Educational oppression is trickier to fight than racial oppression. If you're a black rebel, they can't exile you, they either have to intimidate you or kill you. But in high school or Varsity they can just bounce you out of the fold. And they do. Rebel students, renegade faculty members, get smothered or shot down with devastating accuracy. Others get tired of fighting and voluntarily leave the system. This may be a mistake though. Dropping out of Varsity for a rebel is like going north for a Negro. You can't really get away from it so you might as well stay and raise hell.

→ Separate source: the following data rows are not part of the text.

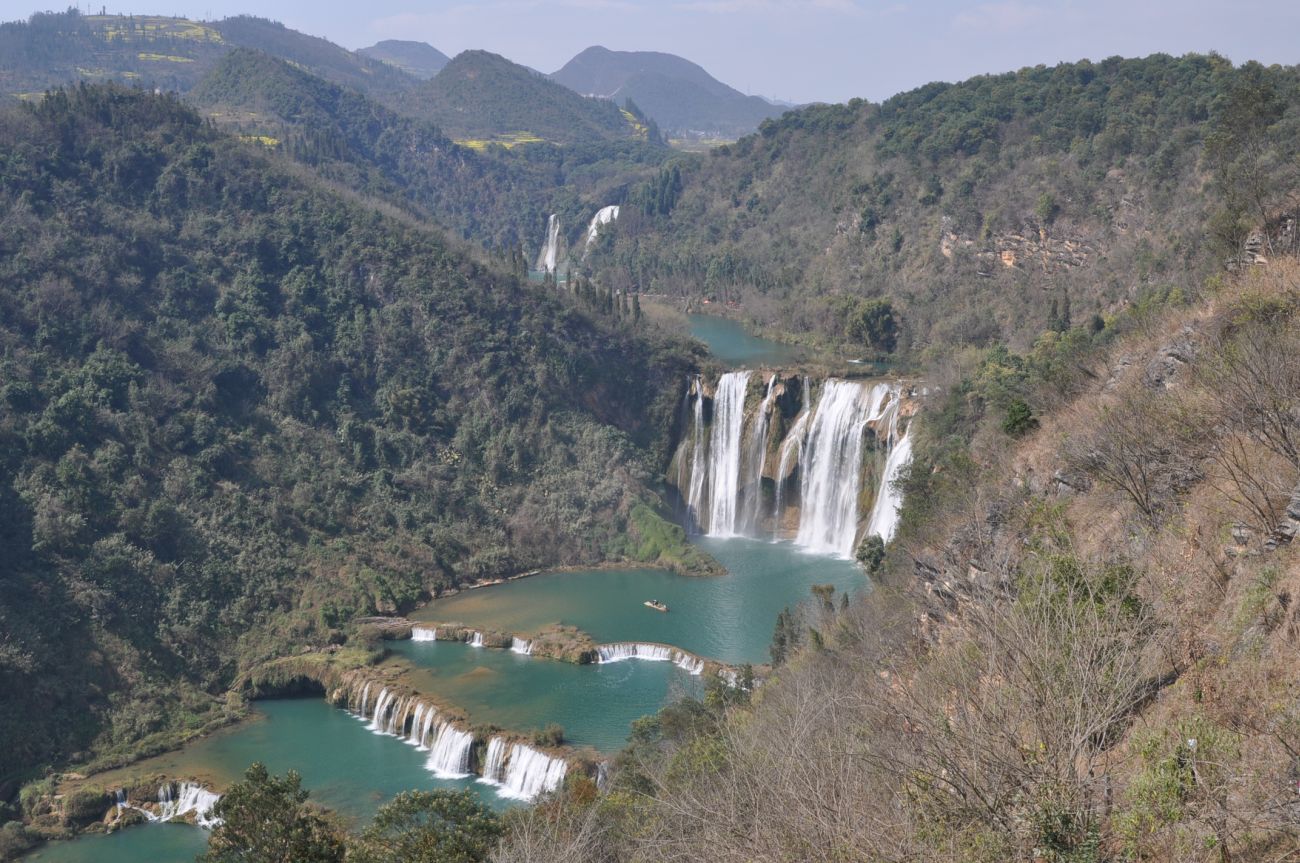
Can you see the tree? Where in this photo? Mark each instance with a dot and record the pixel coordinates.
(429, 827)
(265, 819)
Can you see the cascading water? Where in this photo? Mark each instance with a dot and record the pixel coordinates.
(696, 494)
(884, 514)
(494, 762)
(752, 490)
(831, 465)
(623, 651)
(549, 259)
(189, 797)
(449, 754)
(531, 773)
(603, 216)
(724, 451)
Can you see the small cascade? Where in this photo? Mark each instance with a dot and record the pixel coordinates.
(494, 762)
(884, 514)
(752, 491)
(187, 798)
(603, 216)
(696, 493)
(531, 773)
(724, 451)
(449, 754)
(549, 259)
(623, 651)
(381, 706)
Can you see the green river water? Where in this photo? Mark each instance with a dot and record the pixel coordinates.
(727, 618)
(352, 771)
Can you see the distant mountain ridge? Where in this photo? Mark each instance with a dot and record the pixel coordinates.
(485, 98)
(677, 94)
(416, 59)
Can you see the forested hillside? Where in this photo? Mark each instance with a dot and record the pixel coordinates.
(677, 94)
(1080, 649)
(52, 50)
(993, 208)
(481, 96)
(237, 410)
(495, 198)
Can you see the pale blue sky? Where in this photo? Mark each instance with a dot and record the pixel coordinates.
(792, 50)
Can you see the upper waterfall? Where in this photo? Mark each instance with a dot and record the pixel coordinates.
(549, 257)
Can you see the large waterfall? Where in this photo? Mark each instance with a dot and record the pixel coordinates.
(550, 255)
(724, 451)
(603, 216)
(737, 478)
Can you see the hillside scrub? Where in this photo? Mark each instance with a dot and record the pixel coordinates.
(984, 211)
(1052, 668)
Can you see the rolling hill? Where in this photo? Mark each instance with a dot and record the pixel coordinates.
(677, 94)
(481, 96)
(416, 59)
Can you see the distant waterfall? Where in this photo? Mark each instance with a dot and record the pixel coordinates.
(187, 797)
(531, 773)
(623, 651)
(449, 754)
(549, 259)
(724, 463)
(831, 465)
(603, 216)
(724, 451)
(696, 494)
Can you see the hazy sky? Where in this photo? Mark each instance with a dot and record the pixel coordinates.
(792, 50)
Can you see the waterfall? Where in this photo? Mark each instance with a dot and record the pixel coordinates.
(449, 754)
(549, 259)
(531, 773)
(696, 494)
(603, 216)
(792, 445)
(494, 763)
(753, 488)
(884, 514)
(381, 705)
(831, 465)
(190, 797)
(623, 651)
(724, 450)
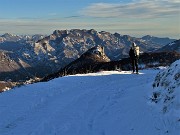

How do you raise hell? Thai's a whole other article. But, just for a start, why not stay with the anology? What have black people done? They have, first of all, faced the fact of their slavery. They've stopped kidding themselves about an eventual in the Great Watermelon Patch in the sky They've organised; they've decided to get freedom now, and they've started taking it. Students, like black people have immense unused power. They could, theoretically, insist on participating in their own education. They could make academic freedom bilaterial. They could teach their teachers to thrive on love and admiration rather than fear and respect, and, lay down their weapons. Students could discover community. They could learn to dance by dancing on IBM cards. They could make colouring books out of calendars and they could put the grading system in a museum. They could raze one set of walls and let life come blowing into the classroom. They could turn the classroom into where it's at - a "field of action" as Peter Mann describes it. And believe it or not they could study eagerly and learn prodigiously for the best of all possible reasons - their own reasons.

They could. Theoretically. They have the power. But only in very few places, like Berkeley, have they even begun to think about using it. For students, as for black people, the hardest battle isn't with the system. It's with what the system has done to your mind.